Everything About Property Chain

The home buying process has many different aspects to it which are linked together. One has to conceive it thoroughly and get to know all the fundamentals in the world of real estate. One of the major element of it is ‘Property Chain’.

Here, we will be explaining, everything about property chain. Scroll down to dive in deep.

What Is A Property Chain?

To be explained into simple words, property chain is a full-fledged system where people buy and sell properties from one person to another, meaning; when you a buy a home from someone, they’ll be moving to a new house, which eventually means even they have purchased the place from someone so on and so forth, it continues. This type of transaction is known as an upward chain.

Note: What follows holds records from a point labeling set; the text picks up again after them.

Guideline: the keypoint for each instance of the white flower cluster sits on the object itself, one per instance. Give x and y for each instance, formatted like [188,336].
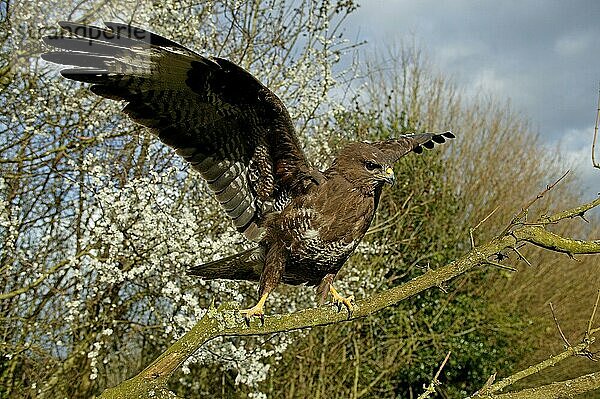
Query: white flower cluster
[125,213]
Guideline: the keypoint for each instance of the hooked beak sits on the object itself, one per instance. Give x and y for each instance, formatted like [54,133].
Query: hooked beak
[388,176]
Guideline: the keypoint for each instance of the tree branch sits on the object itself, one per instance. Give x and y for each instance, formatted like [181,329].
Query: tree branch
[227,321]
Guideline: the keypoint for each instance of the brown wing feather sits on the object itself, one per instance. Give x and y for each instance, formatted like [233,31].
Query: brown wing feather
[218,117]
[395,149]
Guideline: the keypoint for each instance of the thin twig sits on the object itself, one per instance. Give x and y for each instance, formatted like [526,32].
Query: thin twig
[596,164]
[435,382]
[562,335]
[520,255]
[501,266]
[589,329]
[472,230]
[525,209]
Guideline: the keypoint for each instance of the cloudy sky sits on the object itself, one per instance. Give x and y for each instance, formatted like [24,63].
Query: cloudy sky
[544,56]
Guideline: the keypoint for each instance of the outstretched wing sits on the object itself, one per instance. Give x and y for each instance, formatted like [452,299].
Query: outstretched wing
[395,149]
[218,117]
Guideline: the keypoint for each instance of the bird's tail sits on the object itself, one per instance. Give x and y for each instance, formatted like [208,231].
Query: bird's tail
[246,265]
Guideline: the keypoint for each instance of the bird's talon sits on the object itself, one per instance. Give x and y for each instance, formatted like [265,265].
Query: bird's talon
[256,311]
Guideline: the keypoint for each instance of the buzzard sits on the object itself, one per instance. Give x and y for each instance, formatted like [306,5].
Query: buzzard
[238,135]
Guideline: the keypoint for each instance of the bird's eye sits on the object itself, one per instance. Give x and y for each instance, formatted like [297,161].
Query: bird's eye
[371,166]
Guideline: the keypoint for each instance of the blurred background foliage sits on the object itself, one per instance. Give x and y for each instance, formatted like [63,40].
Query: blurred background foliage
[92,287]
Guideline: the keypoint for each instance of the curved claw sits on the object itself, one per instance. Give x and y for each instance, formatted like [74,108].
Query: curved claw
[256,311]
[339,300]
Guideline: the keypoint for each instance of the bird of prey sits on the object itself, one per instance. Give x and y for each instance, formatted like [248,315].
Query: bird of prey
[239,136]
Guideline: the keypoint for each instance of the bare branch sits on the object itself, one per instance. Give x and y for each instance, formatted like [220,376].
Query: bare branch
[430,389]
[523,214]
[562,335]
[594,162]
[227,321]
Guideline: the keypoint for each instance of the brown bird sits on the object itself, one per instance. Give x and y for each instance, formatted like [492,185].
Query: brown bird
[239,136]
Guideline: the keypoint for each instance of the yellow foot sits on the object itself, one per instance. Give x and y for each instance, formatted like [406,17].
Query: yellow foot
[340,300]
[256,311]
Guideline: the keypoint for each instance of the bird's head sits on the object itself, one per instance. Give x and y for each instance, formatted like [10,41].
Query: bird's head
[364,165]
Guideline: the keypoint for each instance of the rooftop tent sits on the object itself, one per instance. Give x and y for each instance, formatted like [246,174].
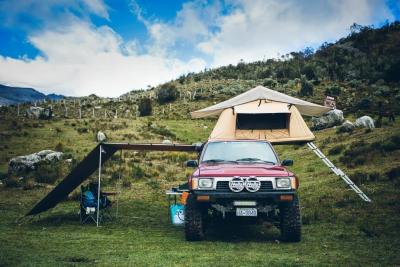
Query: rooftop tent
[263,114]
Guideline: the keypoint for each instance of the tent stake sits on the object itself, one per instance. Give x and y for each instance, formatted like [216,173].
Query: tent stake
[98,190]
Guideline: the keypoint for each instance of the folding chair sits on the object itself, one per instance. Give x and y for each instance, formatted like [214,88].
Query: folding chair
[88,204]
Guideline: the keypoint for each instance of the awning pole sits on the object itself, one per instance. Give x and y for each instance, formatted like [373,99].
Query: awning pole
[98,190]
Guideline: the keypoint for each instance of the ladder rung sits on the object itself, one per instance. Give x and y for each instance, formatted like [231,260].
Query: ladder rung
[339,172]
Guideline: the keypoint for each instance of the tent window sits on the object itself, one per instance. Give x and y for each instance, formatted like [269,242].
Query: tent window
[263,121]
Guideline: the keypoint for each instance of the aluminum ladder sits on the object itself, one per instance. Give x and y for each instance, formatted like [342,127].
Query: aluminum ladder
[338,172]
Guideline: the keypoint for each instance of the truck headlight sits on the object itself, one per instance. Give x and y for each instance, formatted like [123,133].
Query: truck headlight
[283,183]
[205,183]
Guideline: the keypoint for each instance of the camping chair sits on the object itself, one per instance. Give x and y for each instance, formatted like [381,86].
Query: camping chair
[88,204]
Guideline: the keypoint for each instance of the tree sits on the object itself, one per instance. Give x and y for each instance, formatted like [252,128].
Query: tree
[167,93]
[306,87]
[145,107]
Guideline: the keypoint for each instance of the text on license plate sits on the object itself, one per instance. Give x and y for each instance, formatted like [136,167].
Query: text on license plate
[251,212]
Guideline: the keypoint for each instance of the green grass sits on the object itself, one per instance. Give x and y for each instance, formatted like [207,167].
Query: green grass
[338,228]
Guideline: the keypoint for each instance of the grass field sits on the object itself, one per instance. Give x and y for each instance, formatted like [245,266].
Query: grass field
[338,228]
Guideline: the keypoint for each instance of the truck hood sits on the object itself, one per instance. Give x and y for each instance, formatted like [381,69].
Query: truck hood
[226,170]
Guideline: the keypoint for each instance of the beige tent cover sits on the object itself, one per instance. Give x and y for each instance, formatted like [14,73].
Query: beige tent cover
[225,129]
[260,92]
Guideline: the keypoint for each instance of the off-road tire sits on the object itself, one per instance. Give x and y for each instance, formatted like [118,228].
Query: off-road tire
[290,221]
[194,220]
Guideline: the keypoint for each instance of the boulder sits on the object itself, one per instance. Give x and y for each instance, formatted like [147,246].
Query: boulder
[30,162]
[101,137]
[366,122]
[346,127]
[331,118]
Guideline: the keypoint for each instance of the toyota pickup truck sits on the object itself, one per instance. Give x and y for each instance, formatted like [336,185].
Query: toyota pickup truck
[242,179]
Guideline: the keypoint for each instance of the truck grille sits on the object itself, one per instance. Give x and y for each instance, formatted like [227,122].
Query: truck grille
[223,186]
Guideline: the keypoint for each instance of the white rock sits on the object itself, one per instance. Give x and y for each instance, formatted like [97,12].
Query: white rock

A property chain mainly consists of two people or two parties (i.e. the sellers or buyers). Further, it can increase the number of people involved. The linking starts with an individual who yearns to buy a house and ends on the one who only wishes to sell and not buy these are two different things. The case is different when you buy the home for the first time; first time buyers’ chain only moves upward in the same direction reason, you do not have to sell a property for buying a new one.

The transactions or chains consist of many people namely a chartered surveyor, mortgage lender, appraiser, real estate agent and many more, which means more addition to the rest. It is required for everyone to fulfill their due-diligence in a timely manner so that the process doesn’t lack behind. If anyone from the chain fails to do so the progress of the process will decline to lead to a slower pace of the sale process.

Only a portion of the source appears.